2007 GSA Denver Annual Meeting (28–31 October 2007)

Paper No. 49
Presentation Time: 1:30 PM-5:30 PM

CRINOIDS IN LILLIPUT: MORPHOLOGICAL CHANGE IN THE CLASS CRINOIDEA ACROSS THE ORDOVICIAN-SILURIAN BOUNDARY


BORTHS, Matthew R., School of Earth Sciences, The Ohio State University, Columbus, OH 43210 and AUSICH, William I., School of Earth Sciences, The Ohio State University, 275 Mendenhall Laboratory, 125 South Oval Mall, Columbus, OH 43210-1308, borths.1@osu.edu

The Ordovician-Silurian (O-S) transition marks the second most catastrophic mass-extinction event to impact life on Earth. A rapid global cooling event led to a glacial epoch that devastated biological communities around the world, leaving a depauperate group of survivors to diversify and repopulate the biosphere. In this project we address how members of the Crinoidea (Phylum Echinodermata) responded morphologically to the ecological stressors evidenced at the end of the Ordovician.

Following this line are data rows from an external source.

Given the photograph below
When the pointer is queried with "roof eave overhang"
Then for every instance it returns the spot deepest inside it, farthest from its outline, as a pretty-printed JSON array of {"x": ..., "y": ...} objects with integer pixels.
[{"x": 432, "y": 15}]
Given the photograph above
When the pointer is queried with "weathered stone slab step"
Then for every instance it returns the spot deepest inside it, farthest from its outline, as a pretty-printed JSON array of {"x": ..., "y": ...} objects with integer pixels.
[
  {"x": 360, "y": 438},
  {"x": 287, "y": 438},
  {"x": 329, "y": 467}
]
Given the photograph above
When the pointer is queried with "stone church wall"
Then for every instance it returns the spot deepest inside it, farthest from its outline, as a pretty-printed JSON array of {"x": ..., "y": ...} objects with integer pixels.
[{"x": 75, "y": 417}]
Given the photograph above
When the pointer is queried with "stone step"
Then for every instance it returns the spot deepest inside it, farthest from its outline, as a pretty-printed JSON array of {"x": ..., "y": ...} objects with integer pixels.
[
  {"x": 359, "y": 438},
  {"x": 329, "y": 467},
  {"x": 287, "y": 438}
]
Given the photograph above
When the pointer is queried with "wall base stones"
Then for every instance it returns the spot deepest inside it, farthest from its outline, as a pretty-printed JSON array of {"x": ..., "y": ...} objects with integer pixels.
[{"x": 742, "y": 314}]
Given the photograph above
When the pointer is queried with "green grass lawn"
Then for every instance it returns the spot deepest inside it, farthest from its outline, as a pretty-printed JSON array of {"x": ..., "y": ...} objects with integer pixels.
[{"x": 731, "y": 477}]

In addition to suffering a mass extinction and undergoing a macroevolutionary faunal change, crinoids experienced a morphological response for severe reduction in body size, an evolutionary trend recently termed “The Lilliput Effect.” To test this hypothesis, crinoids from the Ordovician-Silurian stratigraphic sections on Anticosti Island, Quebec are examined. Anticosti Island has the best preserved shelly fossil record through this evolutionary boundary. This class-wide shrinking was documented by measuring the width and length of fossil crinoid calyxes from before, during, and after the O-S transition. These data were then used to calculate the volume of individuals. An 85% reduction in body size is documented during the mass extinction interval. Nonparametric statistics are used to demonstrate significant or not significant body size reductions through the Anticosti section. After this interval, average body volume increases by 1074%. The Lilliput Effect has been documented in more recent mass extinctions (Late Cretaceous, Late Eocene), but never observed in any group of organisms from the Paleozoic Era.

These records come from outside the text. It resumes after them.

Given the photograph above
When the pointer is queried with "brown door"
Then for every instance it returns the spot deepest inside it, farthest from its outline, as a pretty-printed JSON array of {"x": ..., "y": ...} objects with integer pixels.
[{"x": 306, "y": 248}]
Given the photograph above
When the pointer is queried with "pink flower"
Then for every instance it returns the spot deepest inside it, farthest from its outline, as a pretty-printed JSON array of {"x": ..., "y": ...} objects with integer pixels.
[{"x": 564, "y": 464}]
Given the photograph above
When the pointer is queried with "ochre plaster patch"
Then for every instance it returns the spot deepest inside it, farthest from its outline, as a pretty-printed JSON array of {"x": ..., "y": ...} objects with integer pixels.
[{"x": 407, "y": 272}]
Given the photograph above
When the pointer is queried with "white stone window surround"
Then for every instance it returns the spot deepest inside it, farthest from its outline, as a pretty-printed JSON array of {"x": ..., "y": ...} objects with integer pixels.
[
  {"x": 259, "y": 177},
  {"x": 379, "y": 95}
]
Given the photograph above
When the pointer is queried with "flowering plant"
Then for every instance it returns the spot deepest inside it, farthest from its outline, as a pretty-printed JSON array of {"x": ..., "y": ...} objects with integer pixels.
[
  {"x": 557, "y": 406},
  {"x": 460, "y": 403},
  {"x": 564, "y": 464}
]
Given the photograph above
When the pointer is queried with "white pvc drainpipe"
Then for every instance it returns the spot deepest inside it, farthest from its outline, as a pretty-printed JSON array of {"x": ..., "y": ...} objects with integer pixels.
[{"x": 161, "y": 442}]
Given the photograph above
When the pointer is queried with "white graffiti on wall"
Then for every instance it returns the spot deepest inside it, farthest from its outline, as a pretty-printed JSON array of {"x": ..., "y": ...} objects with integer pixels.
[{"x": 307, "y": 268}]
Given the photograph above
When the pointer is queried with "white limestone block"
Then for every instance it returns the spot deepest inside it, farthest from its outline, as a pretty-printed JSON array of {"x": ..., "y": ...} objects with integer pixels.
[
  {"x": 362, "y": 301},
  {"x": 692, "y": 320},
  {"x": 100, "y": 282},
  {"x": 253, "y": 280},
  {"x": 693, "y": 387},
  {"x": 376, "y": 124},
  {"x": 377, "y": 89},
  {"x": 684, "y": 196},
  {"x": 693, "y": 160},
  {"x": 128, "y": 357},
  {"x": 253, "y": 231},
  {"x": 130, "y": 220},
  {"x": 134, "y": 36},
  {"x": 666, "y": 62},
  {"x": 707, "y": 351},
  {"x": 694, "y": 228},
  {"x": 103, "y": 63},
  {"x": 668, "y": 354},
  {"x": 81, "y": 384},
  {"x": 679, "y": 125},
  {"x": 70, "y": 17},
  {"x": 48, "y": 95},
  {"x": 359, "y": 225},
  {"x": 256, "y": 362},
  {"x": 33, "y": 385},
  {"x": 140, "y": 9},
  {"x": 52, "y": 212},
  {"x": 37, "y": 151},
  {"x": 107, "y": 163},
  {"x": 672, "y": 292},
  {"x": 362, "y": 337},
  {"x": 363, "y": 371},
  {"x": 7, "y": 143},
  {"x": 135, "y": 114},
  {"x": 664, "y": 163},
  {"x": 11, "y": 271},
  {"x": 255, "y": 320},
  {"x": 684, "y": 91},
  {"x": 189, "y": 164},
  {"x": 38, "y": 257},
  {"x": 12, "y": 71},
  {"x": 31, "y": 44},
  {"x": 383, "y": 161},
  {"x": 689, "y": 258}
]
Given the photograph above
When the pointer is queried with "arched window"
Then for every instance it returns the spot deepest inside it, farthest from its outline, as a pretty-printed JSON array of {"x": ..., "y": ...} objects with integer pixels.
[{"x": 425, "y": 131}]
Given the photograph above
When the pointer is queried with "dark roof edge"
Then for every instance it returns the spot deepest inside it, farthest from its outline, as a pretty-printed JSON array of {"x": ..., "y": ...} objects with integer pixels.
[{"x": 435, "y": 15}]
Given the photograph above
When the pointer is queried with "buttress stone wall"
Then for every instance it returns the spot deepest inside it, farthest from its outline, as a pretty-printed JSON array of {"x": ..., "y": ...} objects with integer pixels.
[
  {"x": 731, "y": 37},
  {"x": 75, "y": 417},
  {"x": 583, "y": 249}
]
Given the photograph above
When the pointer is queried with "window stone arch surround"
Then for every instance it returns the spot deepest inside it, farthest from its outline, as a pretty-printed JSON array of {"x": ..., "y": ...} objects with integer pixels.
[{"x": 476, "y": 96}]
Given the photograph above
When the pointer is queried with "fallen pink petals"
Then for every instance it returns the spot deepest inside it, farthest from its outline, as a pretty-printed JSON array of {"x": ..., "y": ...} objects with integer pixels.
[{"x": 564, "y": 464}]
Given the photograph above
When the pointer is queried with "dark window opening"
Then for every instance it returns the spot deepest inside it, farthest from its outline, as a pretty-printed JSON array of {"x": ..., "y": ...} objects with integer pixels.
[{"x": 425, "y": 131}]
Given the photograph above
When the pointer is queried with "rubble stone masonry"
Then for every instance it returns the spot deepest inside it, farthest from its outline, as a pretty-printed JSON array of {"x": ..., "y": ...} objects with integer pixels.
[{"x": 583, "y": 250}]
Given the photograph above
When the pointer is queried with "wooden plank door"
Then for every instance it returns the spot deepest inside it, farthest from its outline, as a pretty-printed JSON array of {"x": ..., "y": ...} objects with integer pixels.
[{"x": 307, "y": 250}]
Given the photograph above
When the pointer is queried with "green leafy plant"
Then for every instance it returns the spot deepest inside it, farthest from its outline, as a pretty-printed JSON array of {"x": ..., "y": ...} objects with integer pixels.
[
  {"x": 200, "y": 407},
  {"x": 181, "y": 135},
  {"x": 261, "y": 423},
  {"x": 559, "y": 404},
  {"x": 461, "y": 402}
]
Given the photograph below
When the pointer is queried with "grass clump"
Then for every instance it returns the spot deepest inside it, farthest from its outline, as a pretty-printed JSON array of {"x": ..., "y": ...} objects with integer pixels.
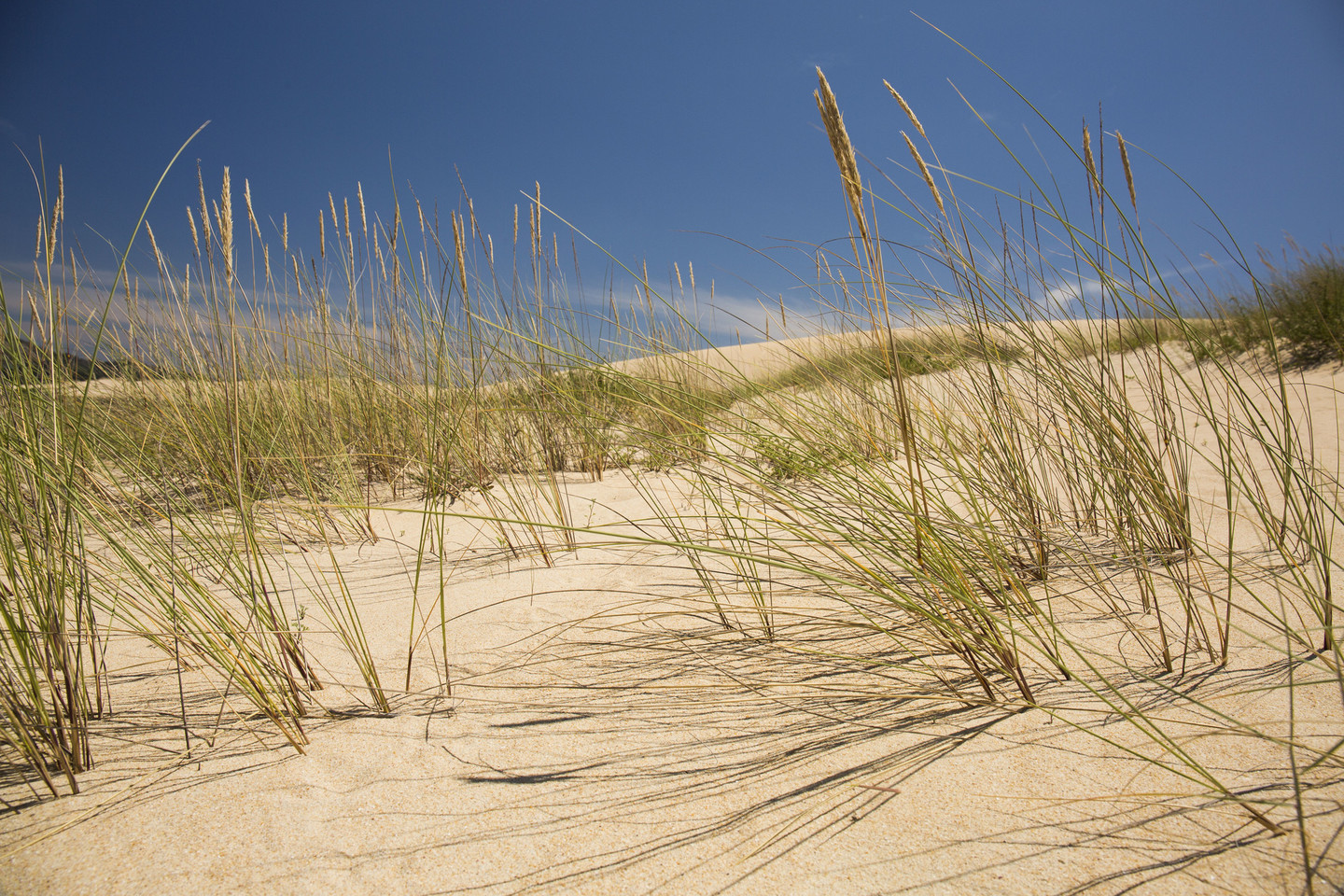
[{"x": 1295, "y": 314}]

This Lilliput response does not correlate to changes in depositional environments through the Anticosti section. It is presumably a biological response to a collapse in the biosphere, but whether this is a global paedomorphic shift or a product of more local selective factors is unclear. To test this question, the manifestation of the Lilliput Effect among “winning” and “losing” crinoids clades across this macroevolutionary change is evaluated.